The exact underlying mechanism(s) responsible for ischemia in AION is undetermined.
Proposed ischemic mechanisms include:
- embolization
- vasospasm
- autoregulation dysfunction
- localized arteriosclerosis
- general hypoperfusion
- venous circulation occlusion or
any combination of these mechanisms resulting in a circulatory insufficiency or infarct within the retrolaminar region of the optic nerve head which is supplied by the short posterior ciliary arteries. Although the precise mechanism is unclear, “discs at risk” or crowded optic discs are more susceptible to ischemia possibly due to mechanical stress of the local circulatory system. Sleep apnea commonly causes recurrent nocturnal ischemic episodes and may be associated with NAION.
Unremitting hypoperfusion to the optic disc is dependent on dysfunction of the normal optic nerve head autoregulatory function; known to be impaired by antihypertensive medications, vasospasms, and arteriosclerosis.

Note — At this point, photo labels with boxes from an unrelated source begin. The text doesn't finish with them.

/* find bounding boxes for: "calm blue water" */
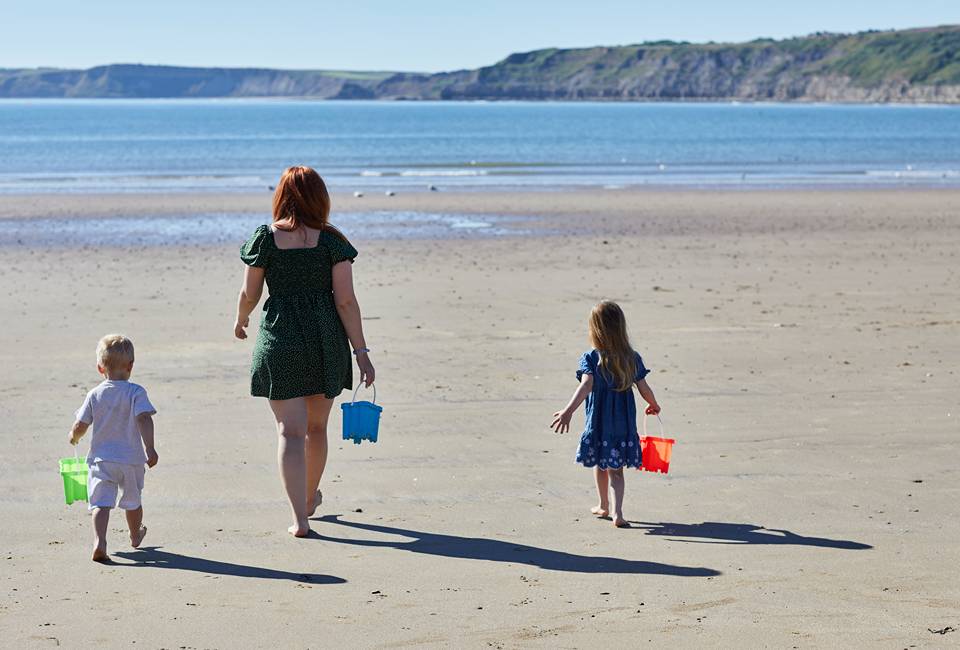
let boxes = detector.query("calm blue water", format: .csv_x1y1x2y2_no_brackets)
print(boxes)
0,100,960,193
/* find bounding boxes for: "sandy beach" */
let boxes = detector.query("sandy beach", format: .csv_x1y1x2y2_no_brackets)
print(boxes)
0,190,960,648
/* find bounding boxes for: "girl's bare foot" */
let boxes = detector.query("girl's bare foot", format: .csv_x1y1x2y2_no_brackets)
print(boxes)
130,526,147,548
307,490,323,517
287,524,310,537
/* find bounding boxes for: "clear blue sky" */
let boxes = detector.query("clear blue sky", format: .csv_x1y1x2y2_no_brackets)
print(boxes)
0,0,960,72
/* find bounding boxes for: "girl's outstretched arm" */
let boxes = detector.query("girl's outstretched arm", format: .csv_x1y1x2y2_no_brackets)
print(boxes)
233,266,264,339
637,379,660,415
550,373,593,433
333,260,376,387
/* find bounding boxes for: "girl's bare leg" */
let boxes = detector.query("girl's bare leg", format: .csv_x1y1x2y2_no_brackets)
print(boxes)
306,395,333,517
270,397,310,537
590,467,610,517
91,508,110,562
607,467,630,528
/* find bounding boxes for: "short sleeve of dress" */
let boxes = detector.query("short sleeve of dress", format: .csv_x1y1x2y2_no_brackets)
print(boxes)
322,230,357,265
633,354,650,382
240,225,271,267
577,352,596,381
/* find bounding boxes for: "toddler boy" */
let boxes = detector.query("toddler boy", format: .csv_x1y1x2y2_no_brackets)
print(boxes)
70,334,158,562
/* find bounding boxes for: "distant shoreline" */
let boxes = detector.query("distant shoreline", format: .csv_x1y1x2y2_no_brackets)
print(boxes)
0,25,960,104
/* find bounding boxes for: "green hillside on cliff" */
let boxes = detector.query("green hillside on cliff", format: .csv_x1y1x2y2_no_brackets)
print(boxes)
0,25,960,103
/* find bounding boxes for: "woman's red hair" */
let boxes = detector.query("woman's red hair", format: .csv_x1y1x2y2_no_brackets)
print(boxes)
273,165,343,237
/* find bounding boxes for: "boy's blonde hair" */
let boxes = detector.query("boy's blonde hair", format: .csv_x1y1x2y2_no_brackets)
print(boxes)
590,300,637,391
97,334,133,370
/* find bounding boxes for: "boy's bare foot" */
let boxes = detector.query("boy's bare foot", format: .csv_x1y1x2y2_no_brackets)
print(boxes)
287,524,310,537
130,526,147,548
307,490,323,517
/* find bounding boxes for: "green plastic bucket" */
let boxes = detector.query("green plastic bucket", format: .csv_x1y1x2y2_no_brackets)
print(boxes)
60,456,89,505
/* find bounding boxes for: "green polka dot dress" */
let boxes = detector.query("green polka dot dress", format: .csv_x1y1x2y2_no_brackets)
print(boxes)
240,225,357,400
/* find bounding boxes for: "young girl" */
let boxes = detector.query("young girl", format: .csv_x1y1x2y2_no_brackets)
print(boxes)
551,300,660,528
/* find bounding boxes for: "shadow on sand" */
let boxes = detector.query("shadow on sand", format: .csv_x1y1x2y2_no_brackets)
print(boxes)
630,521,873,551
112,546,346,585
315,515,720,577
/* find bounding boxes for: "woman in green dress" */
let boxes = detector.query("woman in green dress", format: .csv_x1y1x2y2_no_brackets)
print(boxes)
234,167,374,537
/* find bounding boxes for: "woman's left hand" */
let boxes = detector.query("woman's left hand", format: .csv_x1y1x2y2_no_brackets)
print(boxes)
357,352,376,388
233,316,250,341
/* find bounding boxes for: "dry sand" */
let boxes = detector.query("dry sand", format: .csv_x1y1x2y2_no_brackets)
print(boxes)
0,191,960,648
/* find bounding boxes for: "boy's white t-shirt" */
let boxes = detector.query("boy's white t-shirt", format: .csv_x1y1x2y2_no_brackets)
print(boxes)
77,379,157,465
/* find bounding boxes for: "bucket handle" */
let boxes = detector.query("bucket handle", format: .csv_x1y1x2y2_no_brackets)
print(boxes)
350,381,377,406
643,413,664,438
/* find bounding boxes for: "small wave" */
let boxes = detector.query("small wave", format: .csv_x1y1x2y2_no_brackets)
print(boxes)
864,169,960,179
400,169,487,176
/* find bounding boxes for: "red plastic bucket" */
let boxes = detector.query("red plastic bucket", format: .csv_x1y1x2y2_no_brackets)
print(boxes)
640,415,676,474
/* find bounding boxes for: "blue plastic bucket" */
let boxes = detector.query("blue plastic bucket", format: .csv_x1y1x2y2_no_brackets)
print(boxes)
340,383,383,445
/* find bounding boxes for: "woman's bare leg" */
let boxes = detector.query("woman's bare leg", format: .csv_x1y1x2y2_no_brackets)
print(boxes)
607,467,630,528
270,397,310,537
590,467,610,517
306,395,333,517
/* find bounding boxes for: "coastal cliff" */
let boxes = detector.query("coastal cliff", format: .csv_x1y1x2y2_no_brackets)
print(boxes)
0,26,960,103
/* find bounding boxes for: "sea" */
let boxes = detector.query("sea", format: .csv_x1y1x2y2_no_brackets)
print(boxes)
0,99,960,194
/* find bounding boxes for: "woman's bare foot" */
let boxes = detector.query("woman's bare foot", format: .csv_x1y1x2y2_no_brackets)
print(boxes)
307,490,323,517
287,524,310,537
130,526,147,548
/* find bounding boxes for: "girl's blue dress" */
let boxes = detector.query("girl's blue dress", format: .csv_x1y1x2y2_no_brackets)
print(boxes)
577,350,650,469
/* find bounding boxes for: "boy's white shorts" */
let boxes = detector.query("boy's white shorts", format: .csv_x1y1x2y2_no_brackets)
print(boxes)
87,460,146,510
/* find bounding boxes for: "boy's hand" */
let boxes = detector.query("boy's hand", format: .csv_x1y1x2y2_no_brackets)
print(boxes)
550,409,573,433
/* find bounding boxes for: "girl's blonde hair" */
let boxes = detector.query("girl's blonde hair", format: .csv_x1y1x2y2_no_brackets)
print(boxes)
590,300,637,391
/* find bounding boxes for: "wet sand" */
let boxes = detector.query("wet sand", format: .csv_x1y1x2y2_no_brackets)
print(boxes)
0,190,960,648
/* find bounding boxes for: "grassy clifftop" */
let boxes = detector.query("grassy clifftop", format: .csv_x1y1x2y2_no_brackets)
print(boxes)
377,26,960,102
0,25,960,103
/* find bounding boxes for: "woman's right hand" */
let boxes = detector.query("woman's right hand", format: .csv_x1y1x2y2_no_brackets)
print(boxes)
233,316,250,341
357,352,376,388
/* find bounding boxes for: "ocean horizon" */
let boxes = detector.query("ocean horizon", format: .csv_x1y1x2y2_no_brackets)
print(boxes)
0,99,960,194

This local autoregulatory system typically maintains steady blood flow despite fluctuating perfusion pressures, metabolic conditions, and intraocular pressure. Disruption of this autoregulatory system may result in persistent hypoperfusion of the optic disc.
NAION related optic nerve damage occurs in two ways. Firstly, initial optic nerve ischemia and subsequent hypoxia causes axonal injury evidenced by optic nerve edema. Secondly, this edema impairs the transportation of essential nutrients and neurotransmitters to retinal ganglion cells thus damaging the retinal ganglion cell layer by means of oxidative stress, excitotoxicity, metabolic imbalances, mitochondrial failure, or apoptosis.

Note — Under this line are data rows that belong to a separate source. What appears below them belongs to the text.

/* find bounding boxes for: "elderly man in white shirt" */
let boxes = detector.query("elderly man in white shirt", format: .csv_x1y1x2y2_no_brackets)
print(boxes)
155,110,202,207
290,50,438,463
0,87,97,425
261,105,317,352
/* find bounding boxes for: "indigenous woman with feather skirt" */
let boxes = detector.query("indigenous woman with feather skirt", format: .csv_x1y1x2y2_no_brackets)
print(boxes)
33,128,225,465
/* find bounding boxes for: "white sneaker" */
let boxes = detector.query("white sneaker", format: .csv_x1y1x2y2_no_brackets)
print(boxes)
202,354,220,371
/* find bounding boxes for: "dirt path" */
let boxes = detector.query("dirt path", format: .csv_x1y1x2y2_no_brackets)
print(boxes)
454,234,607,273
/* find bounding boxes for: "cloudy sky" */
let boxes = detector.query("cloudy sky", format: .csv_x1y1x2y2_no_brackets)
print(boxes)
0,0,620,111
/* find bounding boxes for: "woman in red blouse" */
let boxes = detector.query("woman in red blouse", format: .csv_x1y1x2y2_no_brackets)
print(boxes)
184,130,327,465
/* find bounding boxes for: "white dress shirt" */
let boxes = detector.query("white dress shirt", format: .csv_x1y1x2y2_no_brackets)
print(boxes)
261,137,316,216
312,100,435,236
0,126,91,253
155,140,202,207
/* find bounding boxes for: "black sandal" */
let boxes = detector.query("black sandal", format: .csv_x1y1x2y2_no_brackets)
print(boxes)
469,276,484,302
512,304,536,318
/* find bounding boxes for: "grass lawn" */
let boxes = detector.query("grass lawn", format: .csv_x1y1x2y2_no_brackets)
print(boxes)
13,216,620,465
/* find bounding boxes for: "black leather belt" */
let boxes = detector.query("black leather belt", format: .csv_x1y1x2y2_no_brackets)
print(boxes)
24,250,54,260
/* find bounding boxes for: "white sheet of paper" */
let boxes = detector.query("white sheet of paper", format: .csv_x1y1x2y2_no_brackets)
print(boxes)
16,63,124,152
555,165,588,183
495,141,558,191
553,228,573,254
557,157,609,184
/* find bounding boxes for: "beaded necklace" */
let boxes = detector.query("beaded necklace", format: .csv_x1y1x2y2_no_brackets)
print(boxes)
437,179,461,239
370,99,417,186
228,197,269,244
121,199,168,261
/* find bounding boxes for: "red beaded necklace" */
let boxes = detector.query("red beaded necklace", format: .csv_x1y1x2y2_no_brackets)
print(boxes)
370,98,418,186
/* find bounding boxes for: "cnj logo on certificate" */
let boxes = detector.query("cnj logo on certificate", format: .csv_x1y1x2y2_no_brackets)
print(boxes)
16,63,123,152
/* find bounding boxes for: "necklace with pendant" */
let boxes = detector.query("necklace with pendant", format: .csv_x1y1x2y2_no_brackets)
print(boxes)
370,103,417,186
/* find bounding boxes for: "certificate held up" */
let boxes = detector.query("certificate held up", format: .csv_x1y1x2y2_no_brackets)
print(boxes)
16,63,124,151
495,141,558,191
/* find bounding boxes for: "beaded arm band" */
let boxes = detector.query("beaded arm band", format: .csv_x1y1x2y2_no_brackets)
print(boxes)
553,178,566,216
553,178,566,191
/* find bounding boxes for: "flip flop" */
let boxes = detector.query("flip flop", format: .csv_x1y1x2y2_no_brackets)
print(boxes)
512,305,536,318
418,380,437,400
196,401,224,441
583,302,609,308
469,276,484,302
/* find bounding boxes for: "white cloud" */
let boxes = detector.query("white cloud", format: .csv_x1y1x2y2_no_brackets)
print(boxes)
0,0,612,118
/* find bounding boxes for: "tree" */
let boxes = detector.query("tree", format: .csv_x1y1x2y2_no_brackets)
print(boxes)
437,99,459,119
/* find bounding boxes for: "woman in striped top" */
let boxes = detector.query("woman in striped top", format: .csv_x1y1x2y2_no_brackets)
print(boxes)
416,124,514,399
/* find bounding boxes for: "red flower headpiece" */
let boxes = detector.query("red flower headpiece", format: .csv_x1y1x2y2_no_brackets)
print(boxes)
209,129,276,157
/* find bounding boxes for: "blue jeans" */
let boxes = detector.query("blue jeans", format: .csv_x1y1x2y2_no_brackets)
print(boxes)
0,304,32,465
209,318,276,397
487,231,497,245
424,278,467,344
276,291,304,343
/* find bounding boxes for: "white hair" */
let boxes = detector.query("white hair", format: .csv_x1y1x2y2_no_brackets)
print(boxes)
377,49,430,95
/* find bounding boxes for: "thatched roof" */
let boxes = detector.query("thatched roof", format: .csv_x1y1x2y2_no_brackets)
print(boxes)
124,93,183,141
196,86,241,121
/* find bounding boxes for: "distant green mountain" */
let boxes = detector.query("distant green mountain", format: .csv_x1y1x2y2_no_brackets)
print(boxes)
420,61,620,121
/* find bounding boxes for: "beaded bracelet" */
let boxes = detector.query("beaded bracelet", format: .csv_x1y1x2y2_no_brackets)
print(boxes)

A small cup-to-disc ratio exists in most patients who proceed to develop NAION. Some studies suggest the mechanism to be compartment syndrome - a condition in which the pressure within a given space increases resulting in mechanical damage or blood flow disruption. Within the orbit, compartment syndrome may lead to cyclical swelling and ischemia with possible subsequent infarction. Histopathologic examination has revealed cavernous degeneration and axonal compression in the laminar region of the optic nerve in patients with NAION.
Although small cup-to-disc ratios and optic disc crowding is the primary risk factor for NAION development, other ocular risk factors exist such as disc edema, posterior vitreous detachments, and optic disc drusen. NAION episodes are also associated with certain ocular procedures including cataract extraction, laser-assisted in situ keratomileusis (LASIK), intravitreal injections, and strabismus surgery.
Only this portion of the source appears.